Circle has announced its collaboration with Mercado Pago, a prominent payments giant in Latin America, to introduce the USDC stablecoin to customers in Chile. This strategic partnership comes at a time when the South American nation is grappling with ongoing economic challenges and elevated inflation rates.
Matías Spagui, Senior Director at Mercado Pago, highlighted the importance of the US dollar’s stability in times of uncertainty. He stated in a blog post that the US dollar serves as a reliable means to preserve wealth amidst the prevailing economic turmoil.
Circle envisions providing over 2 million users with an alternative
Spagui emphasized that by launching the USDC stablecoin, Mercado Pago aims to provide its extensive user base of over two million customers with an alternative that mirrors the value of the US dollar.
This initiative will enable them to harness the advantages of a secure, transparent, and trustworthy digital asset tied to the US dollar.
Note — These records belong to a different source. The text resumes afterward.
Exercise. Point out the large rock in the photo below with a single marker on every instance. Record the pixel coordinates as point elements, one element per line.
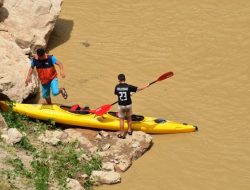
<point>31,22</point>
<point>1,3</point>
<point>106,177</point>
<point>14,67</point>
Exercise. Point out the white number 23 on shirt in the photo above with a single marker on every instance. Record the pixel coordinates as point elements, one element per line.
<point>123,96</point>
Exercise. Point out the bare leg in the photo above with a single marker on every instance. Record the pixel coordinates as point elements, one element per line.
<point>122,125</point>
<point>129,125</point>
<point>48,100</point>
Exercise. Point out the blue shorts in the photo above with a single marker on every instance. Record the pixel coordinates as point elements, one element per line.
<point>54,87</point>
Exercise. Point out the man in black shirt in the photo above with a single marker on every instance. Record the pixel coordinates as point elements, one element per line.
<point>124,91</point>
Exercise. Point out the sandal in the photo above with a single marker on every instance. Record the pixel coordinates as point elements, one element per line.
<point>130,132</point>
<point>64,93</point>
<point>121,136</point>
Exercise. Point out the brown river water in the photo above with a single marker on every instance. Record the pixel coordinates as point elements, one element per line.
<point>206,44</point>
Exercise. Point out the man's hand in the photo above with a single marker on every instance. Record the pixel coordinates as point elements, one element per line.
<point>27,81</point>
<point>62,74</point>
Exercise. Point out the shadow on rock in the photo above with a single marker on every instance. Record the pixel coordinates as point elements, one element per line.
<point>4,13</point>
<point>61,33</point>
<point>4,97</point>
The stability of USDC is expected to facilitate near-instant transactions, offering users a seamless experience in the realm of digital payments.
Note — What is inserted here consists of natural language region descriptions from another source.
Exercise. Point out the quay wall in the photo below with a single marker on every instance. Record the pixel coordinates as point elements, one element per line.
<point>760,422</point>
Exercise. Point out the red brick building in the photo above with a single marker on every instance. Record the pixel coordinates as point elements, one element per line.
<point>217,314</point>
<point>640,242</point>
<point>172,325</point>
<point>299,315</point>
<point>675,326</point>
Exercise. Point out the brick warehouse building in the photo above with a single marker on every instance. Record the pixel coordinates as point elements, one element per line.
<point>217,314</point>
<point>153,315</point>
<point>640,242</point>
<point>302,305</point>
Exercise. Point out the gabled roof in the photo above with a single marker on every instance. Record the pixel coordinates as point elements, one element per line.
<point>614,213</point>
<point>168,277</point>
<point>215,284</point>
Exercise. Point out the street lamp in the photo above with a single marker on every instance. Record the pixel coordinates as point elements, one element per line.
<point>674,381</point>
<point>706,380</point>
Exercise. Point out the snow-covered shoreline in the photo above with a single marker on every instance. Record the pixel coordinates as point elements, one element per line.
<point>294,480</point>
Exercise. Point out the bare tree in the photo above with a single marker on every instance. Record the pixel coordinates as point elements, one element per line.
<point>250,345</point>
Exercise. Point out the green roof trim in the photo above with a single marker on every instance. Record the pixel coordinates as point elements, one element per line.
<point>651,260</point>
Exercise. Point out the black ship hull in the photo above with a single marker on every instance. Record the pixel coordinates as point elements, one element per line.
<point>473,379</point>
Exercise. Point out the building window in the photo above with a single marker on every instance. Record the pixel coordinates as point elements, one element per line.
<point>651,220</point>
Circle CEO Jeremy Allaire recently shared insights into the company’s strategic moves. He revealed that Circle is leveraging its substantial $1 billion cash reserves to navigate the evolving market landscape. This proactive approach underscores the company’s adaptability and resilience in the face of market shifts.
Data sourced from The Block also provides valuable insights into Circle’s USDC stablecoin supply. The statistics indicate a noticeable decline in USDC’s supply since the beginning of 2023. Starting with a market cap of $42 billion in January, USDC’s market capitalization has since decreased to its current value of $25.9 billion.